Brownies fresh out of the oven

One of the biggest things I found lacking in the gluten free world was still making things a treat.  A lot of recipes/gluten free bakeries are focused on being paleo or vegan, which are both totally great.  But I wanted to find ways to make those traditional recipes we know and love, just gluten free.

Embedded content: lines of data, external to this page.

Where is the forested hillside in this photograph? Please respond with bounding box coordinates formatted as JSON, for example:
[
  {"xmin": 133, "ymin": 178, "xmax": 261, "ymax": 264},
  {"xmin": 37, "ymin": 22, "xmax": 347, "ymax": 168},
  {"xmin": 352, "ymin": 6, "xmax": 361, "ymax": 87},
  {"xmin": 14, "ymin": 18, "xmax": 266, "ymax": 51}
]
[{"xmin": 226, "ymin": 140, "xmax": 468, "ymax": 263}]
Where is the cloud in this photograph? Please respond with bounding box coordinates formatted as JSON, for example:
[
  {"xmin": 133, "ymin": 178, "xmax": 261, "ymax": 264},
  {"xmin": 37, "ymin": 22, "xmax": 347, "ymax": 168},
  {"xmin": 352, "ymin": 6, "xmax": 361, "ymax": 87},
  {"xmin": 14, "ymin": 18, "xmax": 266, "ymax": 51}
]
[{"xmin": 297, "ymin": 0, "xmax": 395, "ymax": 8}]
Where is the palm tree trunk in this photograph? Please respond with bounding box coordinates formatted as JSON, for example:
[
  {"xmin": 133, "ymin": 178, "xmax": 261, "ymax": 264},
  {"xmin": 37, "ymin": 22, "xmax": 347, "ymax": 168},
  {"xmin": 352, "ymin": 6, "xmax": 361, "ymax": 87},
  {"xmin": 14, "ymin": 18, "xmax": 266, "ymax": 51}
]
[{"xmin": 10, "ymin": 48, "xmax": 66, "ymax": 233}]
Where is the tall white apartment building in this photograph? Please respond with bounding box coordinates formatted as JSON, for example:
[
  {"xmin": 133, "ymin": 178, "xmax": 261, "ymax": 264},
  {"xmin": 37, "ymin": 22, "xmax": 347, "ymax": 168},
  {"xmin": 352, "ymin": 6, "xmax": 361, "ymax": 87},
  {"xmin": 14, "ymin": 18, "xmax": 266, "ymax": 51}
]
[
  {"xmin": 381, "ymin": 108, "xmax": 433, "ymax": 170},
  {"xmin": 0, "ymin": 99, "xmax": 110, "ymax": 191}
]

Gluten free baking is incredibly challenging, because gluten is a binder, so many of the baked goods I’ve tried or made over the last year end up crummy and crumby.  One of the best tips I learned is to let your batter or dough sit for at least 30 minutes.  This has helped the texture of my baked goods immensely!

 

 

 Gluten Free Amaretto Brownies

 

 

Makes: 16 brownies

 GF Amaretto Brownies Recipe

What you need:

  • 1 1/4 cups sugar
  • 1/2 cup butter 
  • 1 1/2 tsp vanilla extract
  • 3 eggs
  • 3/4 cup unsweetened cocoa powder (Dutch-processed is best)
  • 1/2 tsp salt
  • 3/4 cup gluten free flour blend (I really like Bob’s Red Mill Gluten Free 1-1 Baking Flour)
  • 1 tsp baking powder
  • 1 cup chocolate chunks
  • 2 tbsp amaretto
  1.  Preheat oven to 350°.
  2. Place the butter and sugar in a large microwavable bowl.  Heat until butter melts fully, about 3 minutes.
  3. Mix in eggs, vanilla extract and cocoa powder until blended.
  4. Stir in flour, baking powder and salt.
  5. Add the chocolate chunks and amaretto.
  6. Cover and refrigerate for at least 30 minutes.
  7. Grease 8″ square pan.  Pour the batter in evenly.
  8. Bake for 25-30 minutes depending on if you like fudgy (25 mins) or more cake-like (30 mins).
  9. Cool until room temperature for cutting.